Sequer se avançou, com a LC 210/2024, na possibilidade de suspensão da execução de emendas de parlamentares, que estejam comprovadamente envolvidos em irregularidades relativas à execução de suas próprias emendas.

Considerando que somente no exercício fiscal de 2025 a estimativa é que sejam destinados quase R$ 60 bilhões[9] para execução de emendas parlamentares, dos quais cada deputado federal terá à sua plena disposição, ao menos, R$ 37 milhões e cada senador em torno de R$ 68 milhões, esses temas precisam ser urgentemente levados em consideração.

É que, com a configuração dessa nova competência de formulação multifacetada e altamente fragmentada de políticas públicas por via orçamentária, a ideia do regime de governo em que o (chefe do) Executivo conduz a nau estatal segundo um plano preestabelecido e legitimado nas urnas cede espaço a um mosaico de possibilidades que caminha em múltiplas direções, sendo incapaz de atingir objetivos e resultados claros em âmbito nacional.

Fato que se agrava pelo fato de essa autonomia orçamentária para livre disposição parlamentar de quantia significativa do orçamento público projetar o Legislativo para uma espécie de “protagonismo hegemônico” em detrimento dos demais poderes, o que até aqui não se tem revelado uma genuína expressão do Estado Democrático de Direito, tampouco de uma harmônica relação de interdependência entre os poderes.


[1] SILVA, José Afonso da. Estrutura e funcionamento do Poder Legislativo. Revista de Informação Legislativa: a. 47 n. 187 jul./set. 2010, p. 137-154.

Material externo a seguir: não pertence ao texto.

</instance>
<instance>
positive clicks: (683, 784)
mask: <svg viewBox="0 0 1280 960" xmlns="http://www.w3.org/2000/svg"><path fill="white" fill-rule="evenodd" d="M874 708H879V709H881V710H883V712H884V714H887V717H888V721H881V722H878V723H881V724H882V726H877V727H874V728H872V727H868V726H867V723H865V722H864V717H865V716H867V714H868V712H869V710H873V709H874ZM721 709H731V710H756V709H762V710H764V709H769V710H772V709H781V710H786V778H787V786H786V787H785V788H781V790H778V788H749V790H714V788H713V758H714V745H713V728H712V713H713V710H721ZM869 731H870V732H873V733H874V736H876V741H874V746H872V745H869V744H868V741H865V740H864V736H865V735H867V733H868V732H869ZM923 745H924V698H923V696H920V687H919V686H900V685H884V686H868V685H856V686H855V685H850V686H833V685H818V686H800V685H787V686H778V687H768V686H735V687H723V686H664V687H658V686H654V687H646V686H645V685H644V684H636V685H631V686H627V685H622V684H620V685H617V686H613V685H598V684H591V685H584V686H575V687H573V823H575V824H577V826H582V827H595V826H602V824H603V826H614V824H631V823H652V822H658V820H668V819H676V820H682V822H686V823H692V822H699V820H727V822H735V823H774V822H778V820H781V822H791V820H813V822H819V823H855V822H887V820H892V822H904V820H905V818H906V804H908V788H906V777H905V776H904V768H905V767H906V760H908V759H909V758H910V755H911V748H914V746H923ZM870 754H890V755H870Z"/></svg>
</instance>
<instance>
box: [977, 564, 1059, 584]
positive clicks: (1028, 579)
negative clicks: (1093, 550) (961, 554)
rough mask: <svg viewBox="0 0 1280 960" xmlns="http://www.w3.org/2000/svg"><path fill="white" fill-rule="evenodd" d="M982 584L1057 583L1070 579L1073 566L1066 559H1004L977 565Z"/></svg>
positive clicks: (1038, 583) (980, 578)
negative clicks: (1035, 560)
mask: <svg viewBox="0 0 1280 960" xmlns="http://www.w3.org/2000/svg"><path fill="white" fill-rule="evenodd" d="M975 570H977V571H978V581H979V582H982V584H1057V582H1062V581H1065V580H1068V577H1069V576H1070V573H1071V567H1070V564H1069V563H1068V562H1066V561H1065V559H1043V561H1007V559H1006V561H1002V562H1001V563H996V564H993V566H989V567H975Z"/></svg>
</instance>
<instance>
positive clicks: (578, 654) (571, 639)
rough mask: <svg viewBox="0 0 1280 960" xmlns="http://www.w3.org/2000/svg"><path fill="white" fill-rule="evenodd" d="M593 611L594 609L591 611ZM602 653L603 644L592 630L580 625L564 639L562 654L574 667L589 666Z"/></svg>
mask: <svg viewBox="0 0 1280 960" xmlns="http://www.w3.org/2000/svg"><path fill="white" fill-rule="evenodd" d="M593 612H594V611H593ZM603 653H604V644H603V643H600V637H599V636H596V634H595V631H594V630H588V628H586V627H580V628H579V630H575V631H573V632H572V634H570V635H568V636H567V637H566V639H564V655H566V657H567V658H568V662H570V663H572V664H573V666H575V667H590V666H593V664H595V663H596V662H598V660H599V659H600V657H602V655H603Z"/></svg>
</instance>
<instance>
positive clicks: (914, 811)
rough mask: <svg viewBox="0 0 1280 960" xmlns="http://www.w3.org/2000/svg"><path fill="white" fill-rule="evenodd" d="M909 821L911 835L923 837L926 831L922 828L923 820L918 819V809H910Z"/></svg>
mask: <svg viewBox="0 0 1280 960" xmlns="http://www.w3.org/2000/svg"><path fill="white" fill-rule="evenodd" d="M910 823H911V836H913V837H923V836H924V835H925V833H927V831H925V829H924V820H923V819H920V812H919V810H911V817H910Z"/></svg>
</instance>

[2] MONTESQUIEU. Do espírito das leis. Trad. Miguel Morgado. Lisboa: Edições 70, 2011, p. 310.

[3] Disponível em: https://guides.loc.gov/federalist-papers/text-61-70.

[4] “Art. 166. Os projetos de lei relativos ao plano plurianual, às diretrizes orçamentárias, ao orçamento anual e aos créditos adicionais serão apreciados pelas duas Casas do Congresso Nacional, na forma do regimento comum. (…) § 3º As emendas ao projeto de lei do orçamento anual ou aos projetos que o modifiquem somente podem ser aprovadas caso”.

[5] Ressalte-se que, à luz da Constituição Federal de 1988 e sucessivas modificações, as emendas parlamentares voltadas à destinação das verbas públicas podem ser genericamente divididas em (a) emendas coletivas (de bancadas ou de comissão): aquelas apresentadas pelas bancadas estaduais do Congresso Nacional (deputados e senadores de um mesmo Estado) ou aquelas apresentadas exclusivamente pelas comissões permanentes do Congresso ou (b) emendas individuais (transferências especiais ou transferências com finalidade definida), aquelas apresentadas por deputados federais ou senadores para o orçamento do governo federal ou por deputados estaduais para o orçamento do governo estadual, com o objetivo de financiar obra ou projeto público em seu Estado ou região

[6] Dentre outros julgados, vale conferir a ADI 5274/SC (Rel. Min. Cármen Lúcia, j. 19/10/2021), em que o STF reconheceu que as ECs 86/2015 e 100/2019 deram ensejo à evolução de sua jurisprudência no sentido de que a lei orçamentária não se revestiria apenas de caráter formal e autorizativo, pois criaram emendas impositivas de caráter vinculativo.

[7] Cf. Dayson Pereira Bezerra de Almeida. Transferências Especiais e Incentivos Parlamentares. Brasília: Senado Federal, 2022; Rodrigo Faria. O redesenho das instituições orçamentárias, a explosão das emendas de relator geral RP-9 e o julgamento do orçamento secreto pelo STF. Revista Brasileira de Planejamento e Orçamento. Brasília: Volume 13, e2302, 2023, p. 1-24; Caio Gama Mascarenhas. Orçamento impositivo e as transferências do artigo 166-A da Constituição: notas sobre regime jurídico, accountability e corrupção. Revista Eletrônica da PGE-RJ, Vol. 6, n. 1, 2023, p. 1-40; Giovani da Silva Corralo e Lucas Monteiro Alves de Oliveira. O Orçamento Público e as Emendas Parlamentares Impositivas em nível municipal: limites e possibilidades. Revista de Direito Tributário e Financeiro. Encontro Virtual |v. 9| n. 1 | p.92–109| Jan/Jul. 2023

[8] O art. 70 da Constituição prevê: “Art. 70. A fiscalização contábil, financeira, orçamentária, operacional e patrimonial da União e das entidades da administração direta e indireta, quanto à legalidade, legitimidade, economicidade, aplicação das subvenções e renúncia de receitas, será exercida pelo Congresso Nacional, mediante controle externo, e pelo sistema de controle interno de cada Poder” (grifos nossos).